Use vinegar to tenderize meat

Sliced steak on cutting board with carving utensils, close-up
Stock Food-m Andrew Scrivani/ Riser/ Getty Images

Sometimes you can score a real deal on certain cuts of meat. Unfortunately, these cheap cuts are often tough, but that's nothing a little tenderizing can't fix. If you use a tenderizer, you can make a tasty dish and know you've saved money in the bargain. Here's how to make a cheap and easy meat tenderizer.

How to Make It

Just add a tablespoon or two of white vinegar to your cooking liquids and your roasts, stew meats, and steaks will come out tender and juicy every time.

Another option is to pierce your meat all over with a fork and then soak it in vinegar for an hour or two before you cook it. Whichever method you choose, be sure to cook your meat in a non-reactive pan or dish. Cast iron and some other metals can react unfavorably with the acid in tenderizer. Coated non-stick pans or glass baking dishes are ideal.

Why This Works

The acetic acid in the vinegar breaks down meat fibers, making them more tender and flavorful.

Other Things You Can Use to Tenderize Meat

If you don't have any white vinegar on hand or would prefer to use something else, you can also use wine, citrus juice (lemon, lime, orange), tomato sauce, beer, pineapple juice, soda, coffee, tea, buttermilk, yogurt, or any other type of vinegar (apple, balsamic, red wine, white wine). The acid in these foods will tenderize the meat just like the white vinegar. So choose a tenderizer with a flavor that appeals to you and complements the dish that you're making.

Other Ways to Tenderize Meat

If you want to tenderize meat without adding any sort of flavor to it, here are several other options that you can employ:

  • Use a meat mallet: You can pound the meat with a mallet to tenderize it before cooking. This has the added benefit of flattening the meat out so that it cooks faster. If you don't have an actual meat mallet among your kitchen equipment, you can use something heavy like a cast iron pan or a rolling pin instead. Just be sure to sanitize whatever you use afterward.
  • Cook the meat in a crockpot, pressure cooker or roasting pan: Cooking meat for a long time is a great way to make it fall-apart tender, but you have to use a cooking method that locks in moisture or your meat will come out dry. That makes crockpots, pressure cookers, and lidded roasting pans ideal for cooking tough cuts to perfection.

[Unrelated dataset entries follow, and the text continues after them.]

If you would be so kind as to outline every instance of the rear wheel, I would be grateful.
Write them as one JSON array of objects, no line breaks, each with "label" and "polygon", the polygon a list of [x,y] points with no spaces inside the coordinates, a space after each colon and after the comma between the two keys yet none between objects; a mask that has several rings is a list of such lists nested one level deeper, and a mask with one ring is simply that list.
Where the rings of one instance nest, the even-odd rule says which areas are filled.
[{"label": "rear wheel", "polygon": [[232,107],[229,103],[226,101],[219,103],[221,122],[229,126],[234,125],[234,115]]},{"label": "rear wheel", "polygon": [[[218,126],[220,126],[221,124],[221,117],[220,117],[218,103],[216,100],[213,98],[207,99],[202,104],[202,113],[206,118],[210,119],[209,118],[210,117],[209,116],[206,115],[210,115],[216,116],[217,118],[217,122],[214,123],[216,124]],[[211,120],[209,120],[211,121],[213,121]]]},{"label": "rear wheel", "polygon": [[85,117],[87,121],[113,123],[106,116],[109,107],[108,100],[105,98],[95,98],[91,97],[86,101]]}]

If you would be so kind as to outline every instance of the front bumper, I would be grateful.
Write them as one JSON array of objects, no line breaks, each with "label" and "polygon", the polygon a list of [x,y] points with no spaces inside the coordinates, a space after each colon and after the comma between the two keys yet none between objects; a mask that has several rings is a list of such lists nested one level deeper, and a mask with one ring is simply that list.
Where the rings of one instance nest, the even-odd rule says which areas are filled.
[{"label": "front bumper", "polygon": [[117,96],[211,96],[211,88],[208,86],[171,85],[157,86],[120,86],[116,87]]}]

And since they're all relatively hands-off cooking methods, they're perfect for busy days.
  • Marinade: If you're trying to avoid using a flavored meat tenderizer because you plan to flavor the meat later, using a marinade offers the best of both worlds. Marinades typically contain an acid to tenderize the meat (likely one of the tenderizers covered above), along with other ingredients to enhance flavor. You can buy ready-made marinades, but they're actually really easy to make yourself.